And just another friendly reminder from your Treasurer to please renew your subs for this year if you haven’t already done so. Go to Membership on the website https// the advocates, or if repeating last year just deposit in the bank account- 38 9000 0863130 00 Advocates Tongariro River. Your continued membership is very valuable to the Advocates.

Interesting Birds

Committee member Alasdair Keucke,  driving past the wetland area from Waihi to Tokaanu,  noticed a large white bird that he had not seen before. With camera at the ready he stopped to photograph what he had seen. It wasn’t a heron as he thought, but an Australian Spoonbill.

Australian Spoonbill. Alasdair Keucke photo

Personally, I have not seen such a bird but our President Gary Brown tells that he has seen them on the Mokau river when he was whitebaiting.

On two occasions I have picked up a Morepork ( Ruru).
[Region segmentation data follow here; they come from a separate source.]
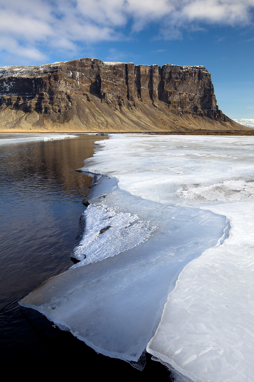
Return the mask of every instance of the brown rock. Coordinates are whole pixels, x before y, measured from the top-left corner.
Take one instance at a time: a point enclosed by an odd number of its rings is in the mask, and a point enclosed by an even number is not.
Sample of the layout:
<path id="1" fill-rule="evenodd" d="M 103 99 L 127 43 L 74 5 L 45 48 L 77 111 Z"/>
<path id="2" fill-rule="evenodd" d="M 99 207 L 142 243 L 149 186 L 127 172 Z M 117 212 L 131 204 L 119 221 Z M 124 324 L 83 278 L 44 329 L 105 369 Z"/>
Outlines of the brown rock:
<path id="1" fill-rule="evenodd" d="M 249 129 L 219 109 L 204 66 L 82 58 L 0 68 L 0 85 L 2 131 Z"/>

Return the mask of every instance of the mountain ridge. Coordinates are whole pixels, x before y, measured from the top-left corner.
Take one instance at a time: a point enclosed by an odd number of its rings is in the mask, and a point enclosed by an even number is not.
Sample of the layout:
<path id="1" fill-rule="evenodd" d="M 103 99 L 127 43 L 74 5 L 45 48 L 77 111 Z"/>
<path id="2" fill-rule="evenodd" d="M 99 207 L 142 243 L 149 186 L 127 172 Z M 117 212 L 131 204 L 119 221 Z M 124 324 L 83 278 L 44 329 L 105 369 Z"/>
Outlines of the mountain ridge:
<path id="1" fill-rule="evenodd" d="M 248 130 L 219 109 L 204 66 L 85 58 L 0 68 L 0 130 Z"/>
On the first occasion I was visiting Hautu Prison and the vehicle in front hit the bird a glancing blow. I stopped and picked up the bird and continued into the prison. I took the bird with me. It was the quietest group of inmates I have encountered! I took the bird home, put it in a shoebox overnight, and it had recovered sufficiently by the next morning.

On the second occasion we returned home from a walk along the river with our visiting grandchildren and found a Ruru on the lawn. I picked it up, a painful experience as its claws were like blunt pins and it was hanging on tight.

In both cases we put the birds in a box with small holes to let the air in, some food and water and watched over them for a couple of days. The first one I took to the Jones Pool as at that time you could drive there down the true left bank and the bird flew away without a problem. I returned frequently at dusk and heard a morepork sounding in the very spot I released it.

The second bird we thought was gaining strength, and on our lawn we freed the bird which flew into a nearby  tree. It sat a while and then flew away. From time to time at night we can hear Ruru calling down by the river.

Tall Stories

I have had some memorable catches that I thought lucky, or flukes.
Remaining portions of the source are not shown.